Bag-13
Pertemuan Tak Terduga
-----------
Inta spontan meletakkan topeng di tangannya begitu melihat kedatangan Deborah. Ia tersenyum, menawarkan sepiring sandwich dan segelas susu panas.
"Aku sudah mengisi perutku tadi, Inta. Di pondok singgah," Deborah berkata seraya menghempaskan diri di atas sofa.
"Pondok singgah? Tempat apa itu?" Inta mengernyit alis.
"Oh, ya, kupikir kau harus melihatnya. Tempat itu sangat bagus, dikelilingi panorama lembah yang indah."
"Aku pasti ke sana, Deb. Nanti setelah sakit kepalaku ini hilang."
"Kau jangan terlalu sering mengonsumsi obat sakit kepala sembarangan, Inta. Kau tahu efeknya tidak bagus untuk kesehatan ginjalmu." Deborah menatap setumpuk obat yang tergeletak di atas meja.
"Ginjalku sudah bermasalah sejak lama, Deb. Itu sebabnya aku mudah lelah."
Pembicaraan mereka terputus. Terdengar suara ketukan.
"Biar aku saja. Kau rehatlah," Deborah bangkit dari duduknya. Menyeret langkah menuju pintu.
Seorang pemuda berseragam kurir tersenyum ke arahnya.
"Maaf, bisa mengambil kembali paket yang tadi saya antar ke kamar ini? Saya salah kirim."
Deborah menoleh ke arah Inta. Inta mengangguk. Ia meraih topeng yang tergeletak di atas meja.
"Bukan salahku jika aku terpaksa membukanya," Inta menyerahkan benda itu ke arah Deborah yang berjalan menghampirinya.

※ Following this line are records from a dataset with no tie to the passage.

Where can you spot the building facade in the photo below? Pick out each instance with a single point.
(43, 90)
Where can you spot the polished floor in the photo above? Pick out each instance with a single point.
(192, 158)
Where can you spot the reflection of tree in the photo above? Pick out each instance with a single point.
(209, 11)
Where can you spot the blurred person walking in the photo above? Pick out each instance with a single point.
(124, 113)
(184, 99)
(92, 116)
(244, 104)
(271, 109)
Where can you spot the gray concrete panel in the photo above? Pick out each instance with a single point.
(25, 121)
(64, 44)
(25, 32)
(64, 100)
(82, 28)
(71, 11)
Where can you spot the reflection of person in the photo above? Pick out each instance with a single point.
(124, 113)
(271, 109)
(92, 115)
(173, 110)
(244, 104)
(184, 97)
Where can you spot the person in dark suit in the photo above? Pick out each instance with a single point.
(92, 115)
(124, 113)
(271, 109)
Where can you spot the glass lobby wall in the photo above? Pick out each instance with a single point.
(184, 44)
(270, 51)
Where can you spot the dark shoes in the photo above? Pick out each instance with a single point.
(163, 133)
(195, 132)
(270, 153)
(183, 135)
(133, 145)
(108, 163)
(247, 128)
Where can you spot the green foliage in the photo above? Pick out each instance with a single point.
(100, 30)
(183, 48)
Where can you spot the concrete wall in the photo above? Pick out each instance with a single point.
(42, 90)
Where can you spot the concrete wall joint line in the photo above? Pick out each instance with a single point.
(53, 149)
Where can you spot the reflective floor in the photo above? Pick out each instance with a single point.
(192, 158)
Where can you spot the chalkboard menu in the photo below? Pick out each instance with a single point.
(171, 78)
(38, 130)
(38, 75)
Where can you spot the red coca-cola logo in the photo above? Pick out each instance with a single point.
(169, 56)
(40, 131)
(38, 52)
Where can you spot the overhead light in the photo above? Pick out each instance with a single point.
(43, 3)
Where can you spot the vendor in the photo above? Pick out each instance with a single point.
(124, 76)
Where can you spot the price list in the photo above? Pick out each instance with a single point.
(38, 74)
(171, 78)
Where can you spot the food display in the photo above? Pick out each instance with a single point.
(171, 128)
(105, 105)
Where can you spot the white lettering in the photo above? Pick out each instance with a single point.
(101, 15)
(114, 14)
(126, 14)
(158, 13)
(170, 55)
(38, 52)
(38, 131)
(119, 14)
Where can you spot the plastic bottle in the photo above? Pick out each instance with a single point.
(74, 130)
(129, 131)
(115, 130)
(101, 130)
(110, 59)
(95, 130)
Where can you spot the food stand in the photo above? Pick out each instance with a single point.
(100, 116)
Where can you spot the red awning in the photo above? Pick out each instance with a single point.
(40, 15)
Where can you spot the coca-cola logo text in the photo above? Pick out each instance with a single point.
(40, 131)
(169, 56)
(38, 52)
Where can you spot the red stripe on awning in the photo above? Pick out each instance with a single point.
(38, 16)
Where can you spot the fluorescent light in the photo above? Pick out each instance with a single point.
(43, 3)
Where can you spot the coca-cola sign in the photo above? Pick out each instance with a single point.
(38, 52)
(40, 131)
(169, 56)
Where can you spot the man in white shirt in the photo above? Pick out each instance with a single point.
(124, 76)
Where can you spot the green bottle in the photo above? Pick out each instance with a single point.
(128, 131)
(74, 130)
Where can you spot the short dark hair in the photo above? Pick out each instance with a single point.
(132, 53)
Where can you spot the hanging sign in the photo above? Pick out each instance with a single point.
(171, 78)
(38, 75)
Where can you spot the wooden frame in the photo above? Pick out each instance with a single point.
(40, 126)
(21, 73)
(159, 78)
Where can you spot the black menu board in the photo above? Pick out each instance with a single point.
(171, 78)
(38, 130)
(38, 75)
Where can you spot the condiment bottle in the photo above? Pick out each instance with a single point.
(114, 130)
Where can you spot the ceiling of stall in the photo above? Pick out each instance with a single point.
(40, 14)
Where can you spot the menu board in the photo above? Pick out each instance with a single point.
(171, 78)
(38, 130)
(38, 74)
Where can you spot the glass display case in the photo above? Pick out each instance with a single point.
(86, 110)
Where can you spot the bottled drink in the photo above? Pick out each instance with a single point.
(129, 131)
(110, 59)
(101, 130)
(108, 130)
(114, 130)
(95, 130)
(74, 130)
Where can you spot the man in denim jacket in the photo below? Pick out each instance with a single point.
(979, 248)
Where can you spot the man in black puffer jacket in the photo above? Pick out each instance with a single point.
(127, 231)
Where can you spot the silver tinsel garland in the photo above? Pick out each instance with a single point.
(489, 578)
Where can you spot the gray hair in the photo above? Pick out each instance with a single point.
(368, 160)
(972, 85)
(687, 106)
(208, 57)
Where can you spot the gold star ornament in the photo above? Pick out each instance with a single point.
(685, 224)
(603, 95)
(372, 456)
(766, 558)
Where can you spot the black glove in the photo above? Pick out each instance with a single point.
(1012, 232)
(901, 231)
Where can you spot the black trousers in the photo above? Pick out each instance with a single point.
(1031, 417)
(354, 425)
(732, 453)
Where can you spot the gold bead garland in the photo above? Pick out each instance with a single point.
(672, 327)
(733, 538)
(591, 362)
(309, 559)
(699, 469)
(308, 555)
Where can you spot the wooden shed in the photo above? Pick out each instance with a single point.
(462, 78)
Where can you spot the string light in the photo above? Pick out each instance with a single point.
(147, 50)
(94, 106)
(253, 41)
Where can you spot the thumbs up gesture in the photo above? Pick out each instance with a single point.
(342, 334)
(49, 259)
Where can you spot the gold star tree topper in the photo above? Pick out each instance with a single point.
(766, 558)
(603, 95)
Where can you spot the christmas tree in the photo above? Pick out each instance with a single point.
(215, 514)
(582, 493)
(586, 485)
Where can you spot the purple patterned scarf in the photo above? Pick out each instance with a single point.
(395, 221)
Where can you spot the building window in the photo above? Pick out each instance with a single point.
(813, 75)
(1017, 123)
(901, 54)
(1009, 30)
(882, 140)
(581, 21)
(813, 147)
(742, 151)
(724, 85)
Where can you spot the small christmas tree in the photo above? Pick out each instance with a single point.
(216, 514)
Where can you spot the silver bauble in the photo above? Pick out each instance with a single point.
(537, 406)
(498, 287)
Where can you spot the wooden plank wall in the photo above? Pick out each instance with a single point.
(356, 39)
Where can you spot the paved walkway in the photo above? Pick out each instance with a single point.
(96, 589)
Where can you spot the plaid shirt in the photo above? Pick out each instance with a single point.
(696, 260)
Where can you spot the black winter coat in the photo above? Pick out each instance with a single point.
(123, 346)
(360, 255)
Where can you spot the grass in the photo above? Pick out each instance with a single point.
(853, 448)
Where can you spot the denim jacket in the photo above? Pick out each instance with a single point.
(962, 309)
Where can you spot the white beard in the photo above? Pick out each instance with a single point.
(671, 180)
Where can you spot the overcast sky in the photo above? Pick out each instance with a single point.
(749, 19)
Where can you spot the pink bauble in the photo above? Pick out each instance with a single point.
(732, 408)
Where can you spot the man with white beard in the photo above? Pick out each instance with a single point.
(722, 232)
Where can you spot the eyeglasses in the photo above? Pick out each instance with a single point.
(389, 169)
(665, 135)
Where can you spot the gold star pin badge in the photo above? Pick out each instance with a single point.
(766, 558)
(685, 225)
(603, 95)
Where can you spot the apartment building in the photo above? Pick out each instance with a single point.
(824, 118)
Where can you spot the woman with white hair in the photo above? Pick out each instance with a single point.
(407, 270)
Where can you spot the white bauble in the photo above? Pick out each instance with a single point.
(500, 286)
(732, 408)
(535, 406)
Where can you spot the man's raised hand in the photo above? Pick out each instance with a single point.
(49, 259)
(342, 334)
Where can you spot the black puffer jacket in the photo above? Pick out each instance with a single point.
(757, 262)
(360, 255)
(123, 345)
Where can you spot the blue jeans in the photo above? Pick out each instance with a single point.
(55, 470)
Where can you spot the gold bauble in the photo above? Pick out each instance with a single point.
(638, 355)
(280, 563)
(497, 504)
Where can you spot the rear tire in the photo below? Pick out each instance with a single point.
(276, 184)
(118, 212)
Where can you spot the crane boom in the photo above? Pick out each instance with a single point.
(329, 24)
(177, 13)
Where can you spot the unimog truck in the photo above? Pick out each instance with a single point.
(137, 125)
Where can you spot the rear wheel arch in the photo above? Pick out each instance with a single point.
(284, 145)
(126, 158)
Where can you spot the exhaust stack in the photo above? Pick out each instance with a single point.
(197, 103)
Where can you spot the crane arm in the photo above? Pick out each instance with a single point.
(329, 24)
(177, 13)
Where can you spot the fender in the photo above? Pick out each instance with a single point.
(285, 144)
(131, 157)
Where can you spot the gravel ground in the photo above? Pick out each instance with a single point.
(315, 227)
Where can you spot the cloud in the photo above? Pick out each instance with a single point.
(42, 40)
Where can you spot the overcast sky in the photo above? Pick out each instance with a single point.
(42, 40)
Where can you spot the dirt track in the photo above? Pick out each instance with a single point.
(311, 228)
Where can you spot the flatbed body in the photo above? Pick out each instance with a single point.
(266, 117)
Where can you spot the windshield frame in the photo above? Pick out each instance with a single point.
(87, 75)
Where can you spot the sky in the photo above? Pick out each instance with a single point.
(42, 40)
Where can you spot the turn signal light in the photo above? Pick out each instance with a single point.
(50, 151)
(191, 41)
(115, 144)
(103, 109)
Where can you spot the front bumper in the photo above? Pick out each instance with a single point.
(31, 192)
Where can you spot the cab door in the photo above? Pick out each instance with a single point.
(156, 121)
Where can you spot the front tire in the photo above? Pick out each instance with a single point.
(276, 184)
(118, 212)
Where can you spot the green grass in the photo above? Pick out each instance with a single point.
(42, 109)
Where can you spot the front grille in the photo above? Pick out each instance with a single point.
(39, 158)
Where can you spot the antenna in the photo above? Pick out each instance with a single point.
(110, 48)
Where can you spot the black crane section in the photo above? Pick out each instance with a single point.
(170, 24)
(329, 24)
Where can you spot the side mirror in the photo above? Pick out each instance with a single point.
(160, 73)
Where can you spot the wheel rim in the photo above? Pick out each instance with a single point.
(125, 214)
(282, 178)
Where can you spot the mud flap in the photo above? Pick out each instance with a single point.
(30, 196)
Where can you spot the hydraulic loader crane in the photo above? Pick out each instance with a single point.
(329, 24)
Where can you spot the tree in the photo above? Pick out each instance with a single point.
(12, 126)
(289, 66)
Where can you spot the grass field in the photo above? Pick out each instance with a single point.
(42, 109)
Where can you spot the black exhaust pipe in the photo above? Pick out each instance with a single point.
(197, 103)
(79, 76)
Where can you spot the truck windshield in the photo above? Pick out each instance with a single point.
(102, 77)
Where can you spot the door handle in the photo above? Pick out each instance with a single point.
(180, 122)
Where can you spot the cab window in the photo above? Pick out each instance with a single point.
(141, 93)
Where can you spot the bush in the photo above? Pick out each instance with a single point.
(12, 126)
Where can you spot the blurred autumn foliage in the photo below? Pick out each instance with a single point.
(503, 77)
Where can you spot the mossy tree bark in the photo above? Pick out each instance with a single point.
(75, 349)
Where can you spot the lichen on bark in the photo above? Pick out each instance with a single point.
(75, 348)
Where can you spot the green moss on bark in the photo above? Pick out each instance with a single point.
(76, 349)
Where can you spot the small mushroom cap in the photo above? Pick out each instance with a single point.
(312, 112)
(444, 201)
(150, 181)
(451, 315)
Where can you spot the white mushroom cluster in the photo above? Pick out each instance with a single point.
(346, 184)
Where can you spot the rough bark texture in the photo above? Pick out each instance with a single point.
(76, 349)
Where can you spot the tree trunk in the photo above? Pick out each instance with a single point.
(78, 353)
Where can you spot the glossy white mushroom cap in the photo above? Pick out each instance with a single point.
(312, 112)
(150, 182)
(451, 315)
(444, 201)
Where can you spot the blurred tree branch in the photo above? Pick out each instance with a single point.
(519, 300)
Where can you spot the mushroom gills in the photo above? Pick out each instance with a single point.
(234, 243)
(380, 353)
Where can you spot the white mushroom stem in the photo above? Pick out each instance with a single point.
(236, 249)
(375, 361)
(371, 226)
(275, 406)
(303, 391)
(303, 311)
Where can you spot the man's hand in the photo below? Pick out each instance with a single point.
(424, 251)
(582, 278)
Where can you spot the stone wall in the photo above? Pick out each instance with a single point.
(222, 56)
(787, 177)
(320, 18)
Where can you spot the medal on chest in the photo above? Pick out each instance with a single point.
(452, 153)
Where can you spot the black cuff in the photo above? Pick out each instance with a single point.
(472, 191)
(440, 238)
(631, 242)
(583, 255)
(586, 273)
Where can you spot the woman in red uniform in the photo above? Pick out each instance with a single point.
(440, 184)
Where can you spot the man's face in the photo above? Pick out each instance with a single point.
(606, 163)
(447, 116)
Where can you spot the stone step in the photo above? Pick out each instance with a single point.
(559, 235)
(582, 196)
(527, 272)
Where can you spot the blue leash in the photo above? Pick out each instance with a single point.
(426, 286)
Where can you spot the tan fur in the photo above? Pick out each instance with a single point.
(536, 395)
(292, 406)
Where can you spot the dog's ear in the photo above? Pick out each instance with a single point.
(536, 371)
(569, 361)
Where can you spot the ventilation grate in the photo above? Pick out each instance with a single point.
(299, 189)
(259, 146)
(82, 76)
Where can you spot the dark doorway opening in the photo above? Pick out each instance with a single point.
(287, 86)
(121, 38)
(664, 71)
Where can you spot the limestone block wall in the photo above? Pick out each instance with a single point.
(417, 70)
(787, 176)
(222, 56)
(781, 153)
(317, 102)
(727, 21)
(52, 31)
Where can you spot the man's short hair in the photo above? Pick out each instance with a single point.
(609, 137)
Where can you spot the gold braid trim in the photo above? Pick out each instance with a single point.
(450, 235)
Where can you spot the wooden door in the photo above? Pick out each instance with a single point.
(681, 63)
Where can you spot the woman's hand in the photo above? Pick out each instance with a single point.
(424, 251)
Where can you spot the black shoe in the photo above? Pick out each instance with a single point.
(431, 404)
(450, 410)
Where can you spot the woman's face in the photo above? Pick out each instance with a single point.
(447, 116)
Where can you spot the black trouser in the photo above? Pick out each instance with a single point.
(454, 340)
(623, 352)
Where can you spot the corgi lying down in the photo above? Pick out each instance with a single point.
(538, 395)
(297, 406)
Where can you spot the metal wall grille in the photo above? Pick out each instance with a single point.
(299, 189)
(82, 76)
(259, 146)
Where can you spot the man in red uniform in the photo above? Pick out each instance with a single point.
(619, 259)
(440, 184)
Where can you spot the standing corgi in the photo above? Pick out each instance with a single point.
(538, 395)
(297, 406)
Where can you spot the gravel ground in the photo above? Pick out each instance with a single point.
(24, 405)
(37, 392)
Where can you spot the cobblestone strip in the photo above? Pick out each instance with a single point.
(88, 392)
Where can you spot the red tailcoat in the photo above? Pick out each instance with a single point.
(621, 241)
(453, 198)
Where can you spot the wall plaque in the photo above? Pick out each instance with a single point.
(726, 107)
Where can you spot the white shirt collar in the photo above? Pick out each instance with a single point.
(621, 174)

"Tidak apa-apa, Nona. Toh isinya tidak begitu berharga. Hanya sebuah topeng," pemuda berseragam itu menimpali kata-kata Inta.
"Jadi aku tidak perlu membungkusnya kembali?" Inta menegaskan seraya melirik kertas pembungkus di atas meja yang sudah kusut.
"Tidak perlu, Nona. Saya yang akan membungkusnya lagi. Sekali lagi mohon maaf karena telah salah kirim," pemuda itu tersenyum seraya menerima topeng dari tangan Deborah.
Setelah mengucap terima kasih, pemuda itu berlalu pergi.
"Aku akan memberitahu petugas penginapan agar segera membetulkan letak nomor kamar yang salah," Deborah meraih telpon yang menghubungkannya ke bagian resepsionis hotel.
Lima menit berselang terlihat seorang petugas muncul.
"Ada yang bisa kami bantu?"
"Segera betulkan nomor kamar ini. Berapa banyak orang akan kesasar dengan nomor yang dibiarkan lepas dari pakunya?"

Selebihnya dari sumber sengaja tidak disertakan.